De las 4.523 solicitudes recibidas, 2.904 (el 64,21%) se encontraban pendientes de resolver a finales de 2013. Durante ese tercer trimestre se resolvieron 3.849 solicitudes (algunas arrastradas de trimestres anteriores).
MÁS DE 1.500 PETICIONES RECHAZADAS
De ellas se denegaron 1.529 y se aceptaron 1.624. La no presentación de la documentación correspondiente y la renuncia del cliente (696 casos) fueron las causas principales de la denegación de la solicitud.
De las 1.624 operaciones realizadas, en 1.227 casos (el 75,55% de las realizadas, y el 31,88% de los expedientes tramitados) se llegó a una reestructuración viable de la deuda pendiente, y en 397 casos (24,45% de las realizadas y el 10,31% de los expedientes tramitados) se acordó la dación en pago y consiguiente extinción de la deuda.
En ningún caso la operación finalizó con una quita de la deuda por parte de la entidad con el fin de poder reestructurar la deuda de modo viable.
La mejor acogida de las medidas incluidas en el CBP se explica por las mejoras introducidas en la Ley 1/2013 de 14 de mayo que supusieron ampliar y flexibilizar las medidas de protección.
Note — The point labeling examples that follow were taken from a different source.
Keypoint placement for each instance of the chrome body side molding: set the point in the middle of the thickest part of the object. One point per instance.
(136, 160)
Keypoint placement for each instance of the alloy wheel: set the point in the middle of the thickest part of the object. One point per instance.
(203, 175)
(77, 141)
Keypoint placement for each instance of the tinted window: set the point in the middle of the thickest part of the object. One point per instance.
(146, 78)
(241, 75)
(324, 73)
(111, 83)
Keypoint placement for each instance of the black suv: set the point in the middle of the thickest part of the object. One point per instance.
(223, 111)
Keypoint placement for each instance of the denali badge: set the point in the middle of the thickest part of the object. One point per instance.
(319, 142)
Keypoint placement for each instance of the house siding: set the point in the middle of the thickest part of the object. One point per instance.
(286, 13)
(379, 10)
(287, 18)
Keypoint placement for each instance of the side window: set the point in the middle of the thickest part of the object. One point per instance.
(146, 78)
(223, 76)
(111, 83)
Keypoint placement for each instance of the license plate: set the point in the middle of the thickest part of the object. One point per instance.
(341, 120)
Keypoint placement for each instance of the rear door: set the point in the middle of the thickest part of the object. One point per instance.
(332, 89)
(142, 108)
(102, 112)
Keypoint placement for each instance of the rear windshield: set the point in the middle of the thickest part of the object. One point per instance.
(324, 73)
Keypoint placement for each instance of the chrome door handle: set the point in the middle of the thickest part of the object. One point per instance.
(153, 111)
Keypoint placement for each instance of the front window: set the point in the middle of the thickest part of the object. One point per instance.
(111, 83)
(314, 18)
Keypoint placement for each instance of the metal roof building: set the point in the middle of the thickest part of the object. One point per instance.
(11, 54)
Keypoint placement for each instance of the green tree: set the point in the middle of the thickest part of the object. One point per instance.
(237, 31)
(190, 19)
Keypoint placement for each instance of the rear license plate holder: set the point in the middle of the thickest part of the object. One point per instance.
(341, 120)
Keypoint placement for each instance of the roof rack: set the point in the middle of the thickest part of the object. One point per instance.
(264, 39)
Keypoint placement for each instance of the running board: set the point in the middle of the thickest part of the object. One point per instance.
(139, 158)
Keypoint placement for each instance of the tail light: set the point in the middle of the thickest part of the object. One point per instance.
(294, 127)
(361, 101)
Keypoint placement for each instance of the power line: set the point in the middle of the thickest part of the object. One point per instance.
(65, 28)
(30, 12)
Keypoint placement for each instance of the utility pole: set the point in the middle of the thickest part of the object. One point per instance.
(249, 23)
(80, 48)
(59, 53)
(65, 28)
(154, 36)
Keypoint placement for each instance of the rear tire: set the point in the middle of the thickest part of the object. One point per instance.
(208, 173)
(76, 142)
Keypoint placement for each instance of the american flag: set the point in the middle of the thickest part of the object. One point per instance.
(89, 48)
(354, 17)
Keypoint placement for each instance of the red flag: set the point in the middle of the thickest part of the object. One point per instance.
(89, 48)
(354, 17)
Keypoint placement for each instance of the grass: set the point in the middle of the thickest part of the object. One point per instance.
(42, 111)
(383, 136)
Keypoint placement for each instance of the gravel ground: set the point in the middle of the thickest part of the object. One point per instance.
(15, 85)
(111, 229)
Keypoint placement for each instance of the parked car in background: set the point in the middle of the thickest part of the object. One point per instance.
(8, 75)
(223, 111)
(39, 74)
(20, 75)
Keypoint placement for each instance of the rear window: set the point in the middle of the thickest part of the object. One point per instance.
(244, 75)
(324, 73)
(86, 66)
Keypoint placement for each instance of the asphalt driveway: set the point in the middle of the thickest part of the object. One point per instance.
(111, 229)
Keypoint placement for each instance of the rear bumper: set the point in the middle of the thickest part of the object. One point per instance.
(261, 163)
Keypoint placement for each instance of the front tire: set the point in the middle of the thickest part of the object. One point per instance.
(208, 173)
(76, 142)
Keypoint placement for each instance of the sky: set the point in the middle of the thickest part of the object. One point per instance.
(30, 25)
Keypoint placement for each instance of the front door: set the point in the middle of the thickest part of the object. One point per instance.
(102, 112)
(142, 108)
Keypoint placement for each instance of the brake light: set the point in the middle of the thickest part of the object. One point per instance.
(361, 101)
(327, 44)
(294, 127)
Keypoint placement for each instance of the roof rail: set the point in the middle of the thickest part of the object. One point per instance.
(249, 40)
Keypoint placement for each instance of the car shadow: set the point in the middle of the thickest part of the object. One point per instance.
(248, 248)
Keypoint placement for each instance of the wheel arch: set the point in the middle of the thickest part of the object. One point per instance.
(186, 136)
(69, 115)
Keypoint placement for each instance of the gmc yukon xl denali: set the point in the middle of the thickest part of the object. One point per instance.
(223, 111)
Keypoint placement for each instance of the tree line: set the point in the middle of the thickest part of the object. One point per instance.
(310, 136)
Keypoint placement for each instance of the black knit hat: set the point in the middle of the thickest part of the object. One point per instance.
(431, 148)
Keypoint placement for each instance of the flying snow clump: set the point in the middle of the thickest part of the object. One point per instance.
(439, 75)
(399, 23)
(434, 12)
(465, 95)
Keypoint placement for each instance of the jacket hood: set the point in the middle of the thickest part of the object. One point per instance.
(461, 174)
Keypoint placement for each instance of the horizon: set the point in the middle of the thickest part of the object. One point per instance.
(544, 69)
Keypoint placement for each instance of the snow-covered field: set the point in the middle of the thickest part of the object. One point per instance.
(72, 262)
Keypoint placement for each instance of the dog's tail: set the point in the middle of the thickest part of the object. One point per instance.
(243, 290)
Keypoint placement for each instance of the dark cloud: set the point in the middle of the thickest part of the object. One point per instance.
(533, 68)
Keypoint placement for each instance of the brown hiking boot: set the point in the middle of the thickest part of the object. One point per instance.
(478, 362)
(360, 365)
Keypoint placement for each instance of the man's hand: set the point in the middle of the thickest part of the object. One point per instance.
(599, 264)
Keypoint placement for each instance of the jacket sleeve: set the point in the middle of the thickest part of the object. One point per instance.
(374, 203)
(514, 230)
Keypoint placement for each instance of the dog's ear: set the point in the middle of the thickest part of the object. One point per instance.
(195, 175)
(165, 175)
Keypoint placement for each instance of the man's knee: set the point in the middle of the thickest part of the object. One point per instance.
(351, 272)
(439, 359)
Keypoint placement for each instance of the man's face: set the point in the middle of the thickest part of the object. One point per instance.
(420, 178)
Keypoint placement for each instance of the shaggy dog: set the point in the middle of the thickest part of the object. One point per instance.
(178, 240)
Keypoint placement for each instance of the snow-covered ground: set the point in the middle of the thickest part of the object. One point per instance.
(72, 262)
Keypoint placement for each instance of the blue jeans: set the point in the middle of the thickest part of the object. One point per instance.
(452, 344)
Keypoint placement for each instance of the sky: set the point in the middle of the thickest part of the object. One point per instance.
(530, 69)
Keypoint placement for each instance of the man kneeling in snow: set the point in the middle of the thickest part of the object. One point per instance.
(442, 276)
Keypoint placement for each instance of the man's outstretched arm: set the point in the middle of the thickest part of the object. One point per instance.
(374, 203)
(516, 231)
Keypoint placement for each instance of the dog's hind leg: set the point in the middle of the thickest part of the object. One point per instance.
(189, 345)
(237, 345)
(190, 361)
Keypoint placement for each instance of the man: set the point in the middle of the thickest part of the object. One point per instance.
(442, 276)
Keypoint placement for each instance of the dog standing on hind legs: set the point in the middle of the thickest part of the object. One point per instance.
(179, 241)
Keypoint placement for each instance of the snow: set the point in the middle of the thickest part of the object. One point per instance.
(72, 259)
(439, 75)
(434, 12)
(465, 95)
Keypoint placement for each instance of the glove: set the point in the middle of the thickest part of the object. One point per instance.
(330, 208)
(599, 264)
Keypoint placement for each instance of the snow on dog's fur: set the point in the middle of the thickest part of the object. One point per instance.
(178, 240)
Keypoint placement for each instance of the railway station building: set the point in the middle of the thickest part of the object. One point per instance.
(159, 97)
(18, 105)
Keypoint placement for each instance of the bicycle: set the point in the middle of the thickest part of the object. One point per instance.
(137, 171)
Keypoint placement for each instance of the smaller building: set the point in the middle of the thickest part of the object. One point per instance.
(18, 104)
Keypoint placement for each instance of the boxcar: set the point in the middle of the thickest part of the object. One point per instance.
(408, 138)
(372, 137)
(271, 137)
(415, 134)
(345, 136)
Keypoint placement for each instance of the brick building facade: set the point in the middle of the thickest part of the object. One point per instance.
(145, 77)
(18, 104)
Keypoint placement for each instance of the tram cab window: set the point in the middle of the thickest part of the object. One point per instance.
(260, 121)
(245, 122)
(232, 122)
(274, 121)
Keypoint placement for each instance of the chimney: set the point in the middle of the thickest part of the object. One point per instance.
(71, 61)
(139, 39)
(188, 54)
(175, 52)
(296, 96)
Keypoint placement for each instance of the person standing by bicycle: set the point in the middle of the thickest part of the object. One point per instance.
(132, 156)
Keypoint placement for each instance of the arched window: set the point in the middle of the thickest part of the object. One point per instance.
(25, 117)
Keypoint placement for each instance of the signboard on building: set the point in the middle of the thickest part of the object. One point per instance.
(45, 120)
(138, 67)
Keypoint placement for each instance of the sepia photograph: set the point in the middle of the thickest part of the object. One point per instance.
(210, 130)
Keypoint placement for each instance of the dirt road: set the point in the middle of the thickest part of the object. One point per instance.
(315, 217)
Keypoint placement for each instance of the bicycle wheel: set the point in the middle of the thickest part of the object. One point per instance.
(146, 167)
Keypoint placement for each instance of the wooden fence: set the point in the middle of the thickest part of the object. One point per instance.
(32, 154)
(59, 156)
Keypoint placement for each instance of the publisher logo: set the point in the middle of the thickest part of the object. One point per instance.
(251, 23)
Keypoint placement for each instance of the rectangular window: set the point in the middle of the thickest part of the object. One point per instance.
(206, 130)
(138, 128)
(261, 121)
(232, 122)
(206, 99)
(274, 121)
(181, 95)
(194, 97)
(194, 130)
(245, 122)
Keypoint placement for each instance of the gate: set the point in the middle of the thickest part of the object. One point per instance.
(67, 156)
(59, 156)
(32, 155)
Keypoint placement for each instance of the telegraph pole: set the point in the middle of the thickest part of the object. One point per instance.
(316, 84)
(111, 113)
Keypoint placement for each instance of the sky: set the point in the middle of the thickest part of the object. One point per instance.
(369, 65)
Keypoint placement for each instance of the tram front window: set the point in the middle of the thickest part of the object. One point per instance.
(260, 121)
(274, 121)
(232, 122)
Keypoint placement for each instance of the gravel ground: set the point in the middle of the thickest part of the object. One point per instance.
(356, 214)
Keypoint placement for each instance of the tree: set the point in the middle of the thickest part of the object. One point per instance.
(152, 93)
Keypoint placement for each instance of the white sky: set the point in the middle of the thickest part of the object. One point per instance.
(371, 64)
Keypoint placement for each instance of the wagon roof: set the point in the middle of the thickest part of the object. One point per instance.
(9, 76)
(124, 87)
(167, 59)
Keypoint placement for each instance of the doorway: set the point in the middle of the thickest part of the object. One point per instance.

Por ejemplo, se permitió a las familias con ingresos hasta tres veces el Indicador Público de Renta de Efectos Múltiples (IPREM) acogerse al CBP, cuando antes debían carecer de rentas.
La unidad familiar ha debido sufrir una alteración significativa de las circunstancias económicas durante los últimos cuatro años y su cuota hipotecaria debe superar el 50% de los ingresos netos, entre otras modificaciones.